Youssef Nabil

„Wir brauchen ein neues Ägypten“

Herr Nabil, Sie wohnen in New York. Wann waren Sie das letzte Mal in Ägypten?
Seitdem ich das Land vor acht oder neun Jahren verlassen habe, besuche ich es einmal im Jahr für einen Monat. Ich war erst kürzlich in Kairo, bin aber Mitte Januar abgereist.

In Ihrer Arbeit geht es häufig um Erfahrung, die durch Massenmedien wie Kino oder Fernsehen vermittelt ist. Nun haben Sie auch die Revolution im TV erlebt ...
Ja, ich habe Al-Dschasira geschaut, in englischer Sprache. Und jeden Tag habe ich mit meiner Familie gesprochen. Es fühlte sich wunderbar an, die hunderttausenden Menschen in den Straßen und auf dem Tahrir-Platz zu sehen. Mein Zwillingsbruder war auch dort und hat protestiert. Es war ein unglaublicher Moment, als Mubarak dann zurückgetreten ist. Man wusste, es würde passieren, man kannte das Szenario.

Sie sind 1972 geboren – die meisten Demonstranten waren in Ihrem Alter. Haben Sie damals Ägypten aus Unzufriedenheit verlassen?
Jeder, der aus seinem Land fortgeht, sucht etwas anderes. Ich habe Ägypten wegen meiner Arbeit verlassen. Ich wollte mich frei fühlen. Ich habe 30 Jahre in diesem Land gelebt, es ist mein Zuhause. Aber als Künstler hatte ich keinerlei Beziehung zu staatlichen Einrichtungen wie das Kulturministerium, ich wusste, dass ich niemals mein Land auf einer Biennale offiziell repräsentieren würde oder in einer staatlichen Institution ausstellen kann.  Für mich war es also das Beste, Ägypten zu verlassen und dem Land in meiner eigenen Weise verbunden zu bleiben.

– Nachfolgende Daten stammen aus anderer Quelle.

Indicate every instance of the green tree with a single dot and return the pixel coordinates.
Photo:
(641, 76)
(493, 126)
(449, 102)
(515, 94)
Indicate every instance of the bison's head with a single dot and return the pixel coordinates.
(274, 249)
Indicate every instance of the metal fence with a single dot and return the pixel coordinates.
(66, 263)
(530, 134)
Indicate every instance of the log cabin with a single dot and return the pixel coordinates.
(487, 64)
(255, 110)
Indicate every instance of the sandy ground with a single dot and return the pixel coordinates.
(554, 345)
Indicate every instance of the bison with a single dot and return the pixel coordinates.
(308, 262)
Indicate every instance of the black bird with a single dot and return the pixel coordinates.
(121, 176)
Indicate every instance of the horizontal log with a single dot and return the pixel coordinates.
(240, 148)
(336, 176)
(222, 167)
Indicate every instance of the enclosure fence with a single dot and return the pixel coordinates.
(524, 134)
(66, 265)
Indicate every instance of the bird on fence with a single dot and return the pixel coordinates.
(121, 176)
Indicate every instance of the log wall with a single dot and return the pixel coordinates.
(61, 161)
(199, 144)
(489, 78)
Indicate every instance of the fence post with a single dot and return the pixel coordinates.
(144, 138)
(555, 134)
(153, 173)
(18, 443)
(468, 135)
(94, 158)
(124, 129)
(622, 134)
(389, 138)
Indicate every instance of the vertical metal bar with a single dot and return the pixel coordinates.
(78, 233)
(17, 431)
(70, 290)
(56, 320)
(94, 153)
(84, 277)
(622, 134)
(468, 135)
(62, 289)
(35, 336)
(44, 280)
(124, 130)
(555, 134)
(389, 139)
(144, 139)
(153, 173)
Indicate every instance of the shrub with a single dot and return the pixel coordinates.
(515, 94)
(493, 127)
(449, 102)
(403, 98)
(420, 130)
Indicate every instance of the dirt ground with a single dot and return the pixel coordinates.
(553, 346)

Waren Künstler frei im nun gestürzten System?
Ja, es war durchaus möglich, die Regierung offen anzugreifen. Es ging also weniger um die Freiheit, sich auszudrücken. Es war schon schwierig einige Themenkomplexe in Ausstellungen zu zeigen und direkt zu benennen, aber nicht wegen Mubarak, sondern den sozialen Veränderungen, die in unserem Land stattfanden: Viele Menschen sind streng religiös geworden, und das ist ein neues Phänomen.
 
Ihr Werk beinhaltet auch Aktaufnahmen. War das ein Problem?
Ich habe es immer hingekriegt, ein oder zwei freizügige Aufnahmen in meinen Ausstellungen zu zeigen. Aber, sicher, das ist nicht ganz einfach heutzutage in Ägypten.
 
Sie feiern in Ihrer Arbeit das Ägypten der 50er-Jahre, in denen es offenbar freier zuging. Sind Sie nostalgisch?
Definitiv. Generell bin ich eine nostalgische Person. Ich denke immer an die Vergangenheit, an das, was wir hier in New York vermissen. Und ich denke immerzu an Ägypten. Und bin ich dort, versuche ich mir ständig vorzustellen, wie es in den alten Zeiten wohl gewesen sein mochte. In den 50er-Jahren waren die Leute freier im Denken und gelassener. Es war eine romantische Zeit, überall auf der Welt.

Meinen Sie, der Umbruch könnte auch einen Geist wieder beleben, der in den 50ern geherrscht haben muss?
Ich glaube nicht, dass irgendeine Gesellschaft sich zurück in der Zeit bewegen kann. Wir sind durch so viele Kriege, Konflikte und Veränderungen gegangen – das Land wird nie mehr das Gleiche sein. Aber was wir jetzt erleben, kann nur positive Ergebnisse bringen. Ich bin mir bewusst, dass es eine schwierige Zeit ist, es braucht jetzt einige Jahre, bis alles in die richtige Richtung geht. Aber diese Revolution ist das Beste, was uns je passiert ist. Muslime und Christen, Leute von unterschiedlichsten sozialen Schichten – sie alle hatten gemeinsam ein Ziel: Veränderung. Das ist doch entscheidend in Demokratien. Die Menschen müssen ihr Denken ändern. Es geht doch nicht nur um Mubarak. Wir brauchen jetzt junge Führungskräfte, wir brauchen ein neues Ägypten.